Monday, August 10, 2015

Monday Music "Our lips are sealed" by the GoGo's

   Before I start with my Monday Music, We were at work and we were discussing an event that happened when one of "my" airbuses got caught in a hailstorm flying from Boston to Salt Lake City. 
   The pilot made an excellent landing with no visibility through the windshield and an inop Radar due to the damage to the radome.   Very impressive flying.
    Now I decided to roll with the GoGo's Our lips are sealed.  I liked the GoGo's, they are an all girl band, I ranked them with the Bangles. The music was considered Pop or bubblegum but the range of music showed real talent and ability...they were more then a pretty face. I remembered when they first hit the scene, it was considered "bubblegum" but I liked the music.  Part of the reason was that the lyrics sounded "French" to me...I was taking french in high school and it sounded French.....but I know differently now but at the time that is what it sounded like.
"Our Lips Are Sealed" is a song written by The Go-Go's guitarist Jane Wiedlin and The Specials and Fun Boy Three singer Terry Hall.
It was first recorded by The Go-Go's as the opening track on their 1981 album Beauty and the Beat (see 1981 in music) and served as their debut American single in June 1981. The single eventually reached top 5 in Australia and Canada, and top 20 in the United States.
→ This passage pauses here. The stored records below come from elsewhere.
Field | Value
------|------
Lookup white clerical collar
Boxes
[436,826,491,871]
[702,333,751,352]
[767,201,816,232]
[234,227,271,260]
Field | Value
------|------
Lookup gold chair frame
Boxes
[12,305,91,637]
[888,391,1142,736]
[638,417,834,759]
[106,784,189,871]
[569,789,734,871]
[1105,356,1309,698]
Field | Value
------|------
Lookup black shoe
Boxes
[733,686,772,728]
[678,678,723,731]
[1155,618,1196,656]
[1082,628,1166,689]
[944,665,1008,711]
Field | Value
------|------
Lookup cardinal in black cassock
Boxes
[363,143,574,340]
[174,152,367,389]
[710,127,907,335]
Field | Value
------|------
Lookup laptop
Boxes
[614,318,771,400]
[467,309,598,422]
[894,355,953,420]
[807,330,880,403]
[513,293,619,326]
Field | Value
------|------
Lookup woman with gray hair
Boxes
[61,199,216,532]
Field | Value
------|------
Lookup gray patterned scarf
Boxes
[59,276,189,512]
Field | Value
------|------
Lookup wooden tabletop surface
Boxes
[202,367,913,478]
Although originally written and performed with three verses, it is an abbreviated version of the song that appears on Beauty and the Beat.
In 1983, Hall's band, Fun Boy Three, released their version of "Our Lips Are Sealed". Issued as a single, the track became top ten hit in the UK, and remains the best known version of "Lips" in that country — the Go-Go's version, while a hit elsewhere, only made #47 UK.
In 2000, Rolling Stone named "Our Lips Are Sealed" one of the 100 Greatest Pop Songs of all time.

The offical music video for the song features sequences of the band members in carefree tableaux (riding around in a convertible, stopping at a lingerie shop and splashing around in a city fountain) interspersed with footage of the band playing a club booking.
Jane Wiedlin says the band was initially unenthusiastic about doing the video when Miles Copeland, president of their label, I.R.S. Records, told them they would be doing it. "We were totally bratty," she recalls. It was funded out of unused funds in The Police's video budget.
The concept was for the band to drive around and be followed by a camera. Belinda Carlisle would sing, and the other members would do cute things. They wanted an older-style convertible and found a 1960 Buick at Rent-a-Wreck. It was, says Wiedlin, the band's idea to end the video by jumping into the Electric Fountain on the corner of Wilshire and Santa Monica Blvds, Beverly Hills. "I thought, at any minute the cops are gonna come. This is gonna be so cool."
She still looks back on it fondly. "I have horrible '80s poodle hair in [it]", she recalled in a 2011 history of MTV. "But there's a simplicity and innocence to the video that appeals to me." In a sequence of scenes, Belinda Carlisle can be seen trying to hide; she later admitted this was deliberate, as she thought the whole idea of music video was ridiculous and unlikely to catch on.